BY SEVEN THAT morning, Aunt Portia had pulled up at the bakery, so I moved my car over to her side of the street. When I walked in, she saw my face and wrapped me in her apron and hugged me hard. I let her hold me, inhaling the comforting scent of baked goods that lingered in the shop. She made me sit while she grabbed cinnamon rolls and two cups of hot chocolate piled high with whipped cream. We settled in at a table near the window. I told her about my fight with Mother; I told her about Finn.
She cried and told me she loved me.
Since her apartment was an hour from BA, we’d made a tentative plan for me to sleep in the attic space above the shop. She had an extra twin bed I could use, and the employee’s bathroom would be my bathroom. There wasn’t a shower, but when Mila dropped by for lunch that day, she said I could come to her house after school for showers.
And so the weekend passed slowly. I spent most of Sunday in my bed in the attic and on Monday, I went to school as if nothing had changed.

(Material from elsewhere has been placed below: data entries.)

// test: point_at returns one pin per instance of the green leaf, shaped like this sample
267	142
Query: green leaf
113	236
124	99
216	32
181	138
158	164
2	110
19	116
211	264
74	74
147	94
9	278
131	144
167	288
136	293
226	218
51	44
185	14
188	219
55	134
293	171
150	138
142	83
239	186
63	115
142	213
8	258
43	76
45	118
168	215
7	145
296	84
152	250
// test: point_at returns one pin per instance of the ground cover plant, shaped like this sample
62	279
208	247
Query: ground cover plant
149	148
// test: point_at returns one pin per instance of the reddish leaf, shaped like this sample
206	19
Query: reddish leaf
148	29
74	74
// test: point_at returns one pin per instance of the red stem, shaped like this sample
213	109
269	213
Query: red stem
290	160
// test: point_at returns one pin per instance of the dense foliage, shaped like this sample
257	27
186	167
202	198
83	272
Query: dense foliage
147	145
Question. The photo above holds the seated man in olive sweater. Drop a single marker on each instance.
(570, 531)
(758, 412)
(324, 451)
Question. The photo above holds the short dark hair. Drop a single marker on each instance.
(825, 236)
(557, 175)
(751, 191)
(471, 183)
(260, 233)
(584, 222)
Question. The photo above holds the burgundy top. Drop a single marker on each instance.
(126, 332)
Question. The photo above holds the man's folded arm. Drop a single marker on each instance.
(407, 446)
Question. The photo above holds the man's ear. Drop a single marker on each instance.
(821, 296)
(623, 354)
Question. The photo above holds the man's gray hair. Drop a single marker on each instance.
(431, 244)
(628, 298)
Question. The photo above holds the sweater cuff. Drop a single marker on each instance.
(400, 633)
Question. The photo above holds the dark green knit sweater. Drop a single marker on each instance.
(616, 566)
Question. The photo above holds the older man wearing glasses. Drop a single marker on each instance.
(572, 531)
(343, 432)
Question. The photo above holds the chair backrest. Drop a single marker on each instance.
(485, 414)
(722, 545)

After school, Sebastian came in the shop with my shoes and my dress, which was covered in a local dry-cleaner’s plastic. He said Leo had had it dry-cleaned.
I got us coffees and two bear claws, watching in amusement as he devoured his and then the rest of mine. I told him about having a fight with my mom and leaving home to live at the shop. I didn’t say a word about Finn.
“Will it be hard not living in the lap of luxury anymore?” he asked.
“Luxury means nothing when you aren’t safe.”
“Whenever you want to talk about it, I’m here,” he said, eyeing me thoughtfully.
“Don’t get all serious on me. It’s like you’re Leo when you do it. I need my flirty Sebastian back.”
“Okay, how about this: you can shower at the gym anytime, sweet thing,” he said with a comical leer.
“And there he is!”
He laughed and gave my hand a squeeze.
Since it was after lunch, I was surprised to hear the door bell go off, signaling someone had come into the shop, so I looked over to see who it was.
It was my dad. He was talking on his phone, dressed for the courthouse in an expensive, well-cut gray suit. He was tall and handsome in an older, successful way with brown hair that still didn’t have any gray. He ended his call, checked the time on his Rolex and strode toward us, his green eyes checking me over.
My mouth had come open, and Sebastian turned to look at where I was staring. “Who’s that?”
“My dad,” I said weakly, closing my mouth. “I’m just surprised to see him. The last time was at the incident.”
Dad stopped at our table and put his hand out for Sebastian, “Hello, young man. I’m Robert Blakely, Nora’s dad,” he said, showing his flawless manners and breeding.
Sebastian stood tall, put his hand out, and they shook. “Sebastian Tate,” he said and then warned him with, “I’m a good friend to Nora.”
If my dad detected the grimness of Sebastian’s tone, it didn’t register on his face. He just nodded at him and turned to me, “Nora, may we speak alone, please?”
I nodded, and Sebastian reluctantly got up and moved a few tables away.
I offered him a coffee but he refused. He sat down across from me. “How many meetings did you have to cancel to come here?”
He sighed. “Never mind that. I’m here because your mother told me about your disagreement.”
I snorted at the word disagreement. “Did she tell you she hit me?”
“She did not,” he said emphatically.
“It’s not the first time, you know.” I picked at my fingernails. “She called me a whore. I bet she left that part out, too.”